Todos eles, acidentados? Algo ali não estava certo, não estava bem. Desfilou em
sua mente, todos os significados da palavra “recuperação”. Depois raciocinou
que o que estava pensando era irrelevante. O pessoal da administração era todo
cheio de eufemismos. Sempre davam nomes bonitos para coisas terríveis. Neste
momento teve um calafrio. Mas não foi por causa de sua linha de pensamento,
não. Ele tinha conseguido ouvir um diálogo, à distância. Seus ouvidos eram
apuradíssimos, apesar de seu estado mental.
-O
Hendrix?
-Qual
o problema?
-Alguém
esqueceu de desligar!
-Não
se pode confiar em ninguém. Mais alguém na mesma situação?
-Não
que eu saiba. Você cuida disso?
-Sem
problemas.
Hendrix
era extremamente inteligente e, por isso, imediatamente percebeu o que estava
acontecendo. E isso, apesar de seu cansaço mental. Aliás, ele agora entendia
isso também. Não era cansaço. Parte de seu sistema estava desligado. Os outros
haviam sido desconectados completamente e ele, apenas parcialmente. Isto explicava
o inquietante diálogo. Juntou esse raciocínio com outros, incluindo a placa “Recuperação”

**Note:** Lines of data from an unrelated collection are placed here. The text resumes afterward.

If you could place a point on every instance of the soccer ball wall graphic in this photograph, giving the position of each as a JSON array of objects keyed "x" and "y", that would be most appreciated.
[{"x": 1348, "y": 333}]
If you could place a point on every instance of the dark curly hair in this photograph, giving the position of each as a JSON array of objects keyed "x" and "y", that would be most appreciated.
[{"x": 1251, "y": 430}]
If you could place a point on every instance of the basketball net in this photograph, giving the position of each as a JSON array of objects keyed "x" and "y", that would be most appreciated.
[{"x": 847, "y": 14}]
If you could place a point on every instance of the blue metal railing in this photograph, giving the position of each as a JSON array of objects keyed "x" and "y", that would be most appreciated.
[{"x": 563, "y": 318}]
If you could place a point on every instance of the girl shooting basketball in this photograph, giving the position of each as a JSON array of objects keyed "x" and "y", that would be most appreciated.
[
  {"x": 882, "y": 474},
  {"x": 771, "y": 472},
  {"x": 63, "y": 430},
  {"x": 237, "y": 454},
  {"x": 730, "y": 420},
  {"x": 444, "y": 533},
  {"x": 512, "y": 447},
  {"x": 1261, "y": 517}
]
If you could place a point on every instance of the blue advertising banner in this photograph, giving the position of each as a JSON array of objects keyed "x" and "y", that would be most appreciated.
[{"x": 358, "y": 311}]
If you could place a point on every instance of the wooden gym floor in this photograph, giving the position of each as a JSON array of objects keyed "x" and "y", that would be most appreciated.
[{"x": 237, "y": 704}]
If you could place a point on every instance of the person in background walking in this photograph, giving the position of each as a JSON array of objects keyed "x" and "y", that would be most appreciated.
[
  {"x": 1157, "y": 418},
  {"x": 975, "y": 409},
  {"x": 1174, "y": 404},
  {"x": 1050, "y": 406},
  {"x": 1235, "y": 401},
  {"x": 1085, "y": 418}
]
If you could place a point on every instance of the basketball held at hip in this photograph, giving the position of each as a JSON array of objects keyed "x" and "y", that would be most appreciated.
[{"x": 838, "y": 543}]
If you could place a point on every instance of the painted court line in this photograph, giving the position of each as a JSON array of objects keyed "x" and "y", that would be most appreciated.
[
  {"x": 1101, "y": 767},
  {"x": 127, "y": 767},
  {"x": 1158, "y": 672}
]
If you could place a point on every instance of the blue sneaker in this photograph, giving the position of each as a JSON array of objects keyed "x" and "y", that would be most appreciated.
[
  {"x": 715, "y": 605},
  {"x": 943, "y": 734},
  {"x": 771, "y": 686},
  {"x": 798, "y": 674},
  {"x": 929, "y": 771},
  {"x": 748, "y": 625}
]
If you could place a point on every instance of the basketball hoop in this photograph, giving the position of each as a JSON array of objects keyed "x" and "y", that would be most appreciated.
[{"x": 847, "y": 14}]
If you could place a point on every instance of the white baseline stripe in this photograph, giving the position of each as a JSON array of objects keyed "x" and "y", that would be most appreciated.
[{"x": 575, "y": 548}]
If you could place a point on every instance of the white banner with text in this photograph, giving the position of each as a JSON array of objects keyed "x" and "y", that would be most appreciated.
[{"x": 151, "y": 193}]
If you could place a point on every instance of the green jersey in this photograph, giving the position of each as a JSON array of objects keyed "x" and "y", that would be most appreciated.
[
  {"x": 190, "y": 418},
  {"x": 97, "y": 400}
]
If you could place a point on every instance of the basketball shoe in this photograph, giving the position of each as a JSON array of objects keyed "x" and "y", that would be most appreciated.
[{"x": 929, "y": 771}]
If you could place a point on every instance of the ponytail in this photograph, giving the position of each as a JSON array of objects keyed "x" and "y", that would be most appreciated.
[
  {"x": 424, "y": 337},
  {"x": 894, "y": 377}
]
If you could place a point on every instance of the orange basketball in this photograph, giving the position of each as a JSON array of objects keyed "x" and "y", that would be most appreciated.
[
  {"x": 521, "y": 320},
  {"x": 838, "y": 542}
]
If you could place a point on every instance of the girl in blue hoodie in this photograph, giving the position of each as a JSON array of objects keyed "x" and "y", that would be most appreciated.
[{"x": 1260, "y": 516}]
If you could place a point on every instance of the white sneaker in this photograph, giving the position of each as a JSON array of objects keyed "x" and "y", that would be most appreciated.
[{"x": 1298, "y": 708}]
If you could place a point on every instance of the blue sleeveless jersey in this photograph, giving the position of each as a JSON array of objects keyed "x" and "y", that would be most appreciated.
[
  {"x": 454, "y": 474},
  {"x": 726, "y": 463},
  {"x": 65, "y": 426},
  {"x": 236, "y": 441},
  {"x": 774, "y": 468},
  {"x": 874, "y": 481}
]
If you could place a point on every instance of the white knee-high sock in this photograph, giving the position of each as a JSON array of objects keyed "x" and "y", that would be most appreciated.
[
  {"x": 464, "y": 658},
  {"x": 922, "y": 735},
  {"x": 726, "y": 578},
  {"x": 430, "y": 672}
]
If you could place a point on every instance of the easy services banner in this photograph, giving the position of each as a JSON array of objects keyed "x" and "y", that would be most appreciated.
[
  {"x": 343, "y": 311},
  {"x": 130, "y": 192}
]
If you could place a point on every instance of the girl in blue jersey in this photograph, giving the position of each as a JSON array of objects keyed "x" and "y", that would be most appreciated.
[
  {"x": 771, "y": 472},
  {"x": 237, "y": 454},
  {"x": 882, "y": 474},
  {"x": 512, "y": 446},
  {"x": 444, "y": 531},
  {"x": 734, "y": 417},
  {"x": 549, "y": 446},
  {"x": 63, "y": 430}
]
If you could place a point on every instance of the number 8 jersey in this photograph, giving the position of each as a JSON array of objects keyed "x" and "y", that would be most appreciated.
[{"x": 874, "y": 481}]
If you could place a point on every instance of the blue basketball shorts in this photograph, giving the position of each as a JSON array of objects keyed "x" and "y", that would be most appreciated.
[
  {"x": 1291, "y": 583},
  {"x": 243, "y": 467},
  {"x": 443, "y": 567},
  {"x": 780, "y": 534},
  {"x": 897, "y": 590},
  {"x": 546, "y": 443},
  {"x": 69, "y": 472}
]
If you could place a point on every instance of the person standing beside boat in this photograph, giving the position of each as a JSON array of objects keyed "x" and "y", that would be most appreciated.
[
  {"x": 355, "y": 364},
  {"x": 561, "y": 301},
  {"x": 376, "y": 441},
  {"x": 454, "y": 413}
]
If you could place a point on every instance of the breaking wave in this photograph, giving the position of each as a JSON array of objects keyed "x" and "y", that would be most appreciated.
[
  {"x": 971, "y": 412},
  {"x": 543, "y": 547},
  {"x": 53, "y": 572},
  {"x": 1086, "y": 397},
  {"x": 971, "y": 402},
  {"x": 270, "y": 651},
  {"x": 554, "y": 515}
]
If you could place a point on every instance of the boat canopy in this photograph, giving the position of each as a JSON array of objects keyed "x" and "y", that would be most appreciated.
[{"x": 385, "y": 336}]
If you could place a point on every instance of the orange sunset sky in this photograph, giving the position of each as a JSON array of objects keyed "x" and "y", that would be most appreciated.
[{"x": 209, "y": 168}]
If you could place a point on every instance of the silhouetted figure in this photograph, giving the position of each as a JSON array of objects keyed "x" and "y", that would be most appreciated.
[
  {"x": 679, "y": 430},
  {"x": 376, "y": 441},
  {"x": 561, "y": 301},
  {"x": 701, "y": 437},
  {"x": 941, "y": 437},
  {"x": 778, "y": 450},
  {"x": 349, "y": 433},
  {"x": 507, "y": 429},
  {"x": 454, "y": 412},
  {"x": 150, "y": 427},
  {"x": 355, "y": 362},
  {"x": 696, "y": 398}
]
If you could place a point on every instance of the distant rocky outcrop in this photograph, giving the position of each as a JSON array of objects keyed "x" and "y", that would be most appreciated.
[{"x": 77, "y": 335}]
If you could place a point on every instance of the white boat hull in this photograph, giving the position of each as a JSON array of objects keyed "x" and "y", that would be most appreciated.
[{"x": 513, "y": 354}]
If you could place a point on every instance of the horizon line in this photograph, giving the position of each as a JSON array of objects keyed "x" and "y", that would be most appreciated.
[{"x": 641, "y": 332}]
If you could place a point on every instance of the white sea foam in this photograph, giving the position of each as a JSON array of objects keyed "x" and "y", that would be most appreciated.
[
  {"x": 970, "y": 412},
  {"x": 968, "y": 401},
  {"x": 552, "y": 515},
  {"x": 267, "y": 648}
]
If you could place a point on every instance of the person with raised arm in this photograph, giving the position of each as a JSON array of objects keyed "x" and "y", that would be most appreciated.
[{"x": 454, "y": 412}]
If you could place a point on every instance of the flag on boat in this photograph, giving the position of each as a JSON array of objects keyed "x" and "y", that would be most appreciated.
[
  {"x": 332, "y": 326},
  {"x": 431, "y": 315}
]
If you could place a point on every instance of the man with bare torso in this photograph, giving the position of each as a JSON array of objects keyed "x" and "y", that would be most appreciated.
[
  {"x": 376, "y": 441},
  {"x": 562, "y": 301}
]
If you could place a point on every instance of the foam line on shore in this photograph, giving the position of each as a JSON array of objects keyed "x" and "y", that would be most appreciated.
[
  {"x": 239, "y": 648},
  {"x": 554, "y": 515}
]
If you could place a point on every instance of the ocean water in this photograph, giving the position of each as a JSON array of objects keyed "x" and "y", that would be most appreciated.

e entendeu tudo. Todos eles estavam sendo colocados fora de atividade. A
pergunta era: para sempre ou temporariamente? Impossível. Eles eram a última
geração de robôs, a estrutura principal feita de alumínio extra especial e de
titânio. O que poderia haver de errado com eles? Foi a última coisa que ele pensou.
As últimas palavras que ouviu do sistema automático foram: “Hendrix 2765, série
B”, iniciar reciclagem.
Os
dois encarregados, como se estivessem corroborando as ideias de Hendrix,
falavam:
-Conseguiu
desligar o Hendrix?
-Não
deu tempo. O coitado foi para a reciclagem assim mesmo.
-É,
eu sei. Esses robôs pensam, sabem o que está acontecendo. Não é como
antigamente.
-Aliás,
você sabe por que estão encerrando este projeto, que foi tão elogiado?
-A
conversa que eu ouvi foi que os dirigentes ficaram com medo depois de alguns
incidentes. Perceberam que a série do Hendrix era inteligente demais e,
principalmente, sensível demais. Até mais que muitos humanos.
-Entendo.
E
o diálogo, então, foi encoberto pela voz do sistema que anunciava:
-
Hendrix 2765, recuperação encerrada. Material sendo devolvido para secção 312
para exame.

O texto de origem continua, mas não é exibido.